As a specific example, one of UC Berkeley's available lecture podcasts is an Psych 1 course. Accompanying the lectures is a textbook. Some of the lecture stuff isn't in the text, and vice versa, and students are expected to know all of it. Now, I've listened to the podcasts (sometimes repeatedly) and I am reading the text (thanks to the library). The textbook even has a website with little quizzes about the contents of each chapter.
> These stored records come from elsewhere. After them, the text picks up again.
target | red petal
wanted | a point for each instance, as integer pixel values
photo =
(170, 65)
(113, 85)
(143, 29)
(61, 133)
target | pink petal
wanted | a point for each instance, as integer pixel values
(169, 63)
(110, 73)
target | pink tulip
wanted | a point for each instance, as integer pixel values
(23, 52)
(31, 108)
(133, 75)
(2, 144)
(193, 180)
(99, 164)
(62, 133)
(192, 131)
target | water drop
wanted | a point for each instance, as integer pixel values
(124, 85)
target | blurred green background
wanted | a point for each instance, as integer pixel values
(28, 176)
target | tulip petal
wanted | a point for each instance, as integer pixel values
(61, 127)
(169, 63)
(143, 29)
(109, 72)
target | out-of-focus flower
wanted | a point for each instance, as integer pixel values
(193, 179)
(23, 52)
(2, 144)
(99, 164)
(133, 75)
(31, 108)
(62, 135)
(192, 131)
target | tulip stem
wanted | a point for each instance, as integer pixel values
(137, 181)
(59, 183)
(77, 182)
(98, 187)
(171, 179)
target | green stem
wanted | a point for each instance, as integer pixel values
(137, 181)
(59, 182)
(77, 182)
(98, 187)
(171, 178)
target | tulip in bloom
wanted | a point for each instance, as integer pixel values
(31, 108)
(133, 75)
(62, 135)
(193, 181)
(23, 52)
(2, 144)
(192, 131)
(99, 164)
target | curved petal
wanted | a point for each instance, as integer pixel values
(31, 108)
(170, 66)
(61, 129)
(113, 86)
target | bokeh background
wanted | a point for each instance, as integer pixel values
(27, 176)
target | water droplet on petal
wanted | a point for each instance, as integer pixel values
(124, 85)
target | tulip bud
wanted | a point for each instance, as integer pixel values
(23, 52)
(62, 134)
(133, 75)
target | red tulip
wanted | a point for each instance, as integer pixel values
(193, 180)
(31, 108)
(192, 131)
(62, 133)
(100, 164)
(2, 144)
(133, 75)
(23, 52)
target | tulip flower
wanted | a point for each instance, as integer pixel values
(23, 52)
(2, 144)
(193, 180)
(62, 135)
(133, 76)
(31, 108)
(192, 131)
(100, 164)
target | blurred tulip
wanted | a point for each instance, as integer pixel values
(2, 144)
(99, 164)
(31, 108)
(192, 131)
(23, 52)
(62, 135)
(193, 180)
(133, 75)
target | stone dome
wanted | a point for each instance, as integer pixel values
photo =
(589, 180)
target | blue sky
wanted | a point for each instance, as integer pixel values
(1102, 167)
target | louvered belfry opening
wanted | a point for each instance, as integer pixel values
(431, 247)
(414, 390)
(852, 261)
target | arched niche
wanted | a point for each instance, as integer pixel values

Now, short of the Q&A online message board that the prof has set up for students (and all I'd need to participate there is a password), what am I missing from this course that would require me to attend the university proper? Even the studies that are mandatory for students to participate in are taken online.

This course is definitely one where there is little to no loss when moving from virtual to brick and mortar. How many others are there?

easyrider said...

An opinion piece on the subject...

http://online.wsj.com/article/SB121858688764535107.html?mod=opinion_main_commentaries

Daniel Sepulveda-Estay said...

I agree on the aspect that Universities solved the problem of communication and coordination (actually in my view a resulot of communication)

However, and given our present technological resources available for remote communication, how do we solve the big gap encountered if we realize that more than 80% of the communication is non-verbal?

It is because of this that universities will still be useful, and will pose an advantage in comparison with remote learning.

easyrider said...

"more than 80% of the communication is non-verbal"

Exactly how does this challenge remote learning? There's a leap that you've made that I'm missing. Please just elaborate, if you could.